Nearly three years to the day of the rape which rocked one of the nation's most prestigious universities, a jury from Memphis convicted former Vanderbilt University football player Brandon Vandenburg of rape, for a second time.
The jury found Vandenburg guilty of five counts of aggravated rape, two counts of aggravated sexual battery, and one count of unlawful photography.
The guilty verdict came after six days of grueling, graphic, and emotional testimony - most centering around the early morning hours of June 23, 2013, the day an unconscious female student from the dance team was sexually assaulted inside of Gillette Hall on Vanderbilt campus.
"Within two minutes of getting in that room Mr. Vandenburg is directing someone what to do with a bottle that is in the victim," Assistant District Attorney Jan Norman said during closing arguments on Saturday morning.
For Norman, it was the third time she has delivered a closing argument in this case, after Vandenburg's initial guilty conviction was thrown out in 2015 due to juror bias.
"He brought her there, he served her up to three strangers; for whatever reason, it doesn't matter, it's that he did it," Norman added.
Before ending her closing arguments, Norman played the 49 second video clip Vandenburg shot on his iPhone, showing the victim being raped by other former Vanderbilt football players.
"Mr. Vandenburg got enjoyment out of it while it was happening, that enjoyment he got at that moment that is him benefiting from his actions," she added.
— Chris Conte (@NC5_ChrisConte) June 19, 2016
Jurors worked through the afternoon on Saturday to deliver the verdict after about four and a half hours of deliberation.
The victim sat just feet away from the man she once trusted, then watched as Brandon Vandenburg was escorted out of the courtroom and lead back to jail.
"There's no winners here, no winners ... It's an emotional case, it's a difficult case," defense attorney Albert Perez said.
Vandenburg, age 23, could be seen holding back tears in court as his defense team made their final plea to the jury about what they argued was a case built on bad evidence.
"They are trying to hold him and say he is criminally responsible for these two individuals. Intoxication is a defense to this case you may not like it but it's the law," Perez told the jury.

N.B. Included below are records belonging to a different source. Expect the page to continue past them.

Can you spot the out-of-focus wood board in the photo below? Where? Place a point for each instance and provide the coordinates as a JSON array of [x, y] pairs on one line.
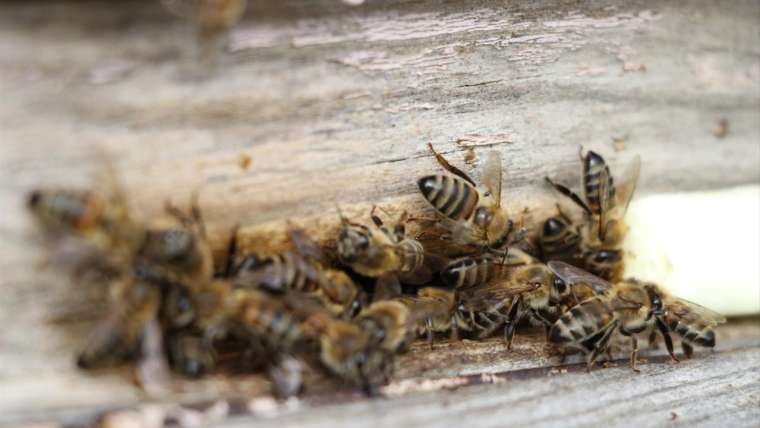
[[334, 104]]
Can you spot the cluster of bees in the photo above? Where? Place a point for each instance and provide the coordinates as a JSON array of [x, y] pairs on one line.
[[353, 316]]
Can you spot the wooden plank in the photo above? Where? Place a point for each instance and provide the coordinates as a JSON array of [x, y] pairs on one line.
[[365, 90]]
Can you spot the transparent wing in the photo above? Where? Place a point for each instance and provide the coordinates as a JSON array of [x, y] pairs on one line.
[[683, 308], [492, 175], [605, 202], [575, 276], [493, 295], [627, 183]]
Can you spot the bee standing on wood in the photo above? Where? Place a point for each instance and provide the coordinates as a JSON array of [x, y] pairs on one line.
[[596, 243], [630, 307], [303, 270], [98, 218], [472, 214]]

Vanderbilt University Vice Chancellor for Public Affairs Beth Fortune released a statement following the verdict Saturday night:
“Our first thoughts are with the victim who has shown incredible strength and fortitude as she has endured another retrial. It is our sincere hope that today’s verdict strongly sends the message to victims and to perpetrators that sexual assault will not be tolerated in our communities. Vanderbilt will continue its work to combat the threat of sexual violence on our campus, and we appreciate our strong partnership with the Metro Nashville Police Department and Office of the District Attorney which helped deliver today’s verdict and, we hope, some measure of resolution for the victim.”
In April, Vandenburg's former teammate Cory Batey was also convicted of rape in the case. Batey has been scheduled to be sentenced on July 15.
Vandenburg has also tentatively been set to be sentenced in July.